I know I could use php to further break the first argument, but I don't want to ;)

please advise

==================================================== EDIT... some corrections in text and logic

回答1:

Your forgot QSA directive (everyone missed the point =D )

RewriteCond %{QUERY_STRING} ^_escaped_fragment_=(.*)$
RewriteRule ^$ /webroot/crawler.php%1 [QSA,L]

By the way your $1 is well err... useless because it refers to nothing. So this should be:

RewriteCond %{QUERY_STRING} ^_escaped_fragment_=(.*)$
RewriteRule ^$ /webroot/crawler.php [QSA,L]

Tell me if this works.



回答2:

If I'm not mistaken.

RewriteCond %{QUERY_STRING} ^_escaped_fragment_=(.*)$
RewriteRule ^$ /webroot/crawler.php?%1 [L]


回答3:

Maybe is obvious for you, but in the documentation talk about escaped characters: Set up your server to handle requests for URLs that contain

The crawler escapes certain characters in the fragment during the transformation.

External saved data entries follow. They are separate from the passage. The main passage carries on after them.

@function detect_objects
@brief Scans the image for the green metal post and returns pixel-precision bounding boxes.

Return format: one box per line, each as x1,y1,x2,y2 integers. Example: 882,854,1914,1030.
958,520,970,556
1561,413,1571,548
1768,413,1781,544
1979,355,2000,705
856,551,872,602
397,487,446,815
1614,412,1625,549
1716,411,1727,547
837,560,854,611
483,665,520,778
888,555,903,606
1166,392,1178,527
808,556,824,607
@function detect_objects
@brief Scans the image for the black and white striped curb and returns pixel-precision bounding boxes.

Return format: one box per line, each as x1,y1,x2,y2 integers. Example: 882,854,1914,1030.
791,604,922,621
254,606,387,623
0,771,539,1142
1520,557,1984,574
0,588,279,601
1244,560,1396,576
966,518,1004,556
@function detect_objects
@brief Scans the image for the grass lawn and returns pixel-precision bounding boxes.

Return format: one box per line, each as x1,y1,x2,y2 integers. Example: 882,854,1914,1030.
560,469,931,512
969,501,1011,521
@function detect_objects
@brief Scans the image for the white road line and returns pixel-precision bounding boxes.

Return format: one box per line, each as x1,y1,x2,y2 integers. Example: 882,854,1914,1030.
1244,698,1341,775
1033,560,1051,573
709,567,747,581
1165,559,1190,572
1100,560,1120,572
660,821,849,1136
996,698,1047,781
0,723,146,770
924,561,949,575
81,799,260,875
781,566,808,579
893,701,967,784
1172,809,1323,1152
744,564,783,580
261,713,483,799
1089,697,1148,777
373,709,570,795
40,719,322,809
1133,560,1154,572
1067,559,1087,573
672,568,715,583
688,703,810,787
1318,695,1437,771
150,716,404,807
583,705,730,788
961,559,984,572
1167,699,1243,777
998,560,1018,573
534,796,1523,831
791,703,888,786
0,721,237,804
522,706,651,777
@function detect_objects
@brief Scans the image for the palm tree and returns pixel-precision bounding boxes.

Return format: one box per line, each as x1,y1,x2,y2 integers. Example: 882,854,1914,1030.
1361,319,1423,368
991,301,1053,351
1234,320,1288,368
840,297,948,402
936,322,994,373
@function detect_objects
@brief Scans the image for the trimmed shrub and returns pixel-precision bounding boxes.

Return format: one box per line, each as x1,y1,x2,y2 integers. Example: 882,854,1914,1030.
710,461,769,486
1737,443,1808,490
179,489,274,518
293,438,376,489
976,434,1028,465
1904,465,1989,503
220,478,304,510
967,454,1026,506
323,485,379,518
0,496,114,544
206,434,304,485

To retrieve the original fragment, make sure to unescape all %XX characters in the fragment. More specifically, %26 should become &, %20 should become a space, %23 should become #, and %25 should become %, and so on.



回答4:

Here is a solution that provides a routable URL and query parameters correctly set for processing in the server side script.

Example: If you want http://yoursite.com/#!/product/20 to become http://yoursite.com/crawler/product/20

First in .htaccess

RewriteCond %{QUERY_STRING} ^_escaped_fragment_=(.*)$
RewriteRule ^$ /crawler/index.php?_frag=%1  [L]

We need to get rid of the _escaped_fragment_ in the URL and replace it with something different, example: _frag so that the (Apache) web server does not get in to circular rewrites.

Second in crawler/index.php

<?php

if(array_key_exists('_frag', $_REQUEST)) {
    $_SERVER['REQUEST_URI']=$_REQUEST['_frag'];
    unset($_REQUEST['_frag']);
    parse_str($_SERVER['QUERY_STRING'], $frag); 
    parse_str(preg_replace('/^.*\?/', '', $frag['_frag']), $_REQUEST);
    $_SERVER['QUERY_STRING'] = http_build_query($_REQUEST);
}

// Continue with your usual script of routing
// $_REQUEST now contains the original query parameters


回答5:

In htacess work in virtual host not working, so i add in "directory"

<Directory "X:/DIR">
    RewriteEngine On
    RewriteCond %{QUERY_STRING} ^_escaped_fragment_=(.*)$
    RewriteRule ^$ /crawler/index.php?_frag=%1  [L]
</Directory>